スポニチ

写真拡大

 13、14日に行われたプロボクシング8大タイトル戦で勝利した選手らが15日、都内のホテルで会見した。WBOアジア・パシフィック・バンタム級新王者となったWBA、WBC世界同級3位の那須川天心(26=帝拳)は14日の転向5戦目で3―0の大差判定勝ちして自身初のタイトルを獲得し、国内での世界挑戦権を手にした。所属ジムの本田明彦会長(77)は那須川の来秋の世界挑戦を明言し、順調にいけば8戦目で世界進出するプランを明かした。

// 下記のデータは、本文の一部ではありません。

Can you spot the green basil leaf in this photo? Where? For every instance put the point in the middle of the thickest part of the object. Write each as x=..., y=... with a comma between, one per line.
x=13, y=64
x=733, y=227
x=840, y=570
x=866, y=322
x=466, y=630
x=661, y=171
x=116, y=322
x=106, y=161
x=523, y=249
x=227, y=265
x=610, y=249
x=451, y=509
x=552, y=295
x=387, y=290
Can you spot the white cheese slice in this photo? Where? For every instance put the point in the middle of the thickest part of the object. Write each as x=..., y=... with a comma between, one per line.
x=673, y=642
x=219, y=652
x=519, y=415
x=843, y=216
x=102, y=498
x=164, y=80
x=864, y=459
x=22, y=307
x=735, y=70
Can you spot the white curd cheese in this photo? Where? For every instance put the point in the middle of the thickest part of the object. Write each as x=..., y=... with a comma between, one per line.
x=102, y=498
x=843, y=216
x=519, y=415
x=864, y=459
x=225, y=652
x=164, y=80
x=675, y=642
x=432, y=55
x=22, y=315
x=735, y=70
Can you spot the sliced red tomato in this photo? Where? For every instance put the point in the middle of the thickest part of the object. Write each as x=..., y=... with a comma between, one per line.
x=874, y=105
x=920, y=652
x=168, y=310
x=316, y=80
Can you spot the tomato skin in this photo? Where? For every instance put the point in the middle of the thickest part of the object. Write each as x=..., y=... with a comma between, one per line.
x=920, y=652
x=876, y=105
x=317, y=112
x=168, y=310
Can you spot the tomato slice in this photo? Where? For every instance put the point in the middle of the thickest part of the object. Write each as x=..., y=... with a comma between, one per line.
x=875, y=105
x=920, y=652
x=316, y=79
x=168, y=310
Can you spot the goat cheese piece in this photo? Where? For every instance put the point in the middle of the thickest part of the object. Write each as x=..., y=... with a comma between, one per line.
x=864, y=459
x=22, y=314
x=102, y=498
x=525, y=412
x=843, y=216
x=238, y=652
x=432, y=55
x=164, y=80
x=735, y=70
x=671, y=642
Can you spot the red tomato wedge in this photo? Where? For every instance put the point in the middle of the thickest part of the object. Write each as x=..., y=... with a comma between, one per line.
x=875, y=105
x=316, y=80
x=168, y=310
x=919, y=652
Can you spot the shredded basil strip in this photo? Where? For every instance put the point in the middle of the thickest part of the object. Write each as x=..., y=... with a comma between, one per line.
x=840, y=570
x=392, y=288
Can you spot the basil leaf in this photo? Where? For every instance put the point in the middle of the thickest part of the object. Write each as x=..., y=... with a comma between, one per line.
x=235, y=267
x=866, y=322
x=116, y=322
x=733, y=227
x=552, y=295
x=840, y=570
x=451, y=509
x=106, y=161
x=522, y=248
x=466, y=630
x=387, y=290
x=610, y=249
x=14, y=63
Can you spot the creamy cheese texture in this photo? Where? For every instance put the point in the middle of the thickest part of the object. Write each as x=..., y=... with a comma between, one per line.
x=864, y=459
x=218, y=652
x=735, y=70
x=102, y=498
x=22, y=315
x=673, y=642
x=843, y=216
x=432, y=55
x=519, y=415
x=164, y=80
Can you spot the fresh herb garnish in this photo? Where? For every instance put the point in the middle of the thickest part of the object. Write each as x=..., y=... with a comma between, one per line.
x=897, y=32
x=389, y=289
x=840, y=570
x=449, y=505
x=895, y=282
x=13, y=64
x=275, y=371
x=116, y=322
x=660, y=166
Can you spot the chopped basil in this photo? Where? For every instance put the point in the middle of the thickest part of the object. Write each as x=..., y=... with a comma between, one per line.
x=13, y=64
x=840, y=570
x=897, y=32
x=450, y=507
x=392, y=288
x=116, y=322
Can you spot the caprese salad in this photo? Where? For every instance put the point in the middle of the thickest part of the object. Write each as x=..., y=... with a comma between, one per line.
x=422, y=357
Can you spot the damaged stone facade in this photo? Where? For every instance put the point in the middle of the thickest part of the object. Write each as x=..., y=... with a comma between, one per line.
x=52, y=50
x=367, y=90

 キックボクシングから転向後初のベルト獲得から一夜。那須川は、どこまでも自然体だった。会見時にテーブルに置かれたベルトを前に「昨日、控室に忘れていた。(担当トレーナーの)粟生さんが持っていてくれたらしい」とおどけ「獲れたことはうれしく思うが、目指しているのはこれではない。しっかりと重みも受け取りながら、また次に進みたい」と次なるステージを見据えた。

 前夜にバッティングで負傷した左目上には、ばんそうこうを貼って登場した。リング上では「俺の大事な顔を傷つけやがって!顔で売ってんのに!」と冗談めかして大絶叫したが、会場は静寂に包まれた。「あそこは笑ってほしかった」と顔を赤くしながら振り返り、負傷箇所は縫合して経過を観察する方針。「それと同時に顔も整形しちゃおうと思う」と話し、笑いも誘った。

 そんな型破りな“神童”の世界挑戦がいよいよ現実味を帯びてきた。所属ジムの本田会長は世界挑戦の時期について「来年の秋にはやらせます」と明言。デビュー当初の方針「10戦目での世界挑戦」は早まり、プロ8戦目での挑戦が濃厚。それまでにノンタイトル戦2戦をこなす方針で、次戦は来年の2月ごろに行う予定だという。

 周囲を納得させる成長曲線を示し、前倒しで挑戦権をつかんだ那須川は「変則的なパートナーだったり、そういった選手ともやっていきたい」と12月ごろ米国でスパーリング合宿を敢行する。初のタイトルに満足せず、さらなる高みを目指し続ける。